Mecz zupełnie zmienił swoje oblicze. Obie drużyny grały teraz dwoma napastnikami, co sprawiło, że środek pola był mniej zagęszczony, a gra bardziej bezpośrednia. Suarez grał w zasadzie w środkowej strefie boiska, oznaczało to, że Carrick i Cleverley musieli się cofnąć, by zachować zwartość formacji United, a więc nie mogli naciskać Gerrarda i Allena w tym samym stopniu co dotychczas. Zyskali więcej czasu przy piłce, a Gerrard z niewidzialnego gracza w pierwszej połowie zamienił się w kluczowego zawodnika.
United miało swoje sytuacje, często bezpośrednio wyprowadzając piłkę do Welbecka (Skrtel musiał go sfaulować, gdy ten przedostał się za linię obrony, sprokurowało to rzut wolny dla Manchesteru, który zapewnił im trafienie na 2-0), ale Liverpool po zmianie ustawienia drastycznie poprawił swoją grę. Nie polegało to tylko na zagrożeniu ze strony Sturridge'a, ale też na swobodzie Suareza za jego plecami. Zaskakujące jest jak długo zajęło Fergusonowi zlokalizowanie tego problemu.
W 77 minucie wprowadził Phila Jonesa za Kagawę, Anglik miał pełnić rolę defensywnego pomocnika, podczas gdy Welbeck zajął miejsce na lewej flance. Jednak nie powinno to trwać tak długo – pozwoliło to Liverpoolowi na powrót do gry oraz na przewagę jednego ofensywnego zawodnika. W odpowiedzi na to United zdecydowanie potrzebowało defensywnie nastawionego gracza.
Wnioski
Oba zespoły miały swoje okresy dominacji. United w pierwszej połowie, gdy naciskało the Reds w wysokich partiach boiska, tym samym wymuszając błędy na gościach, a Liverpool w drugiej części spotkania po wprowadzeniu Sturridge'a. Różnica w strzałach na bramkę podsumowuje kontrast jaki dzieli dwa 45-minutowe okresy gry.

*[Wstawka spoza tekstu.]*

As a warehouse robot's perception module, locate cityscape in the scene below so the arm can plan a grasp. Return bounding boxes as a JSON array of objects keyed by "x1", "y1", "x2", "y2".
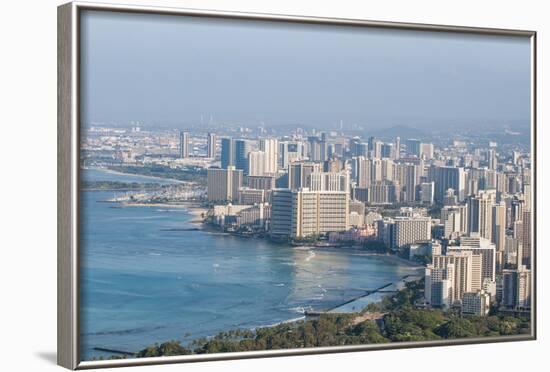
[
  {"x1": 81, "y1": 122, "x2": 533, "y2": 356},
  {"x1": 78, "y1": 10, "x2": 536, "y2": 360}
]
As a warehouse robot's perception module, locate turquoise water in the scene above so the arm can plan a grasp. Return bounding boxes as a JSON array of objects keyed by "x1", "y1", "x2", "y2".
[{"x1": 80, "y1": 171, "x2": 420, "y2": 360}]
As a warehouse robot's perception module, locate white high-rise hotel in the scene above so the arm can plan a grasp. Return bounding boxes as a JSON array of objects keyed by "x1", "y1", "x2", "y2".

Początkowa strategia Fergusona funkcjonowała wspaniale, ale jego opóźniona reakcja na zagrożenie ze strony zespołu z Merseyside w drugiej połowie była dziwna. Z Rodgersem było odwrotnie: pierwotna taktyka Irlandczyka była nieskuteczna, więc świetnie zaadaptował ją do panujących warunków. Powstaje jednak nieuniknione pytanie czy nie było to tylko poprawianie własnych błędów. Tak czy inaczej faktem jest, że doświadczenia z meczów z Evertonem i Chelsea oraz odwaga w stosowaniu taktycznych zmian w pierwszej połowie spotkania z Wigan, pokazują spore umiejętności Brendana Rodgersa do wpływania na przebieg gry z ławki.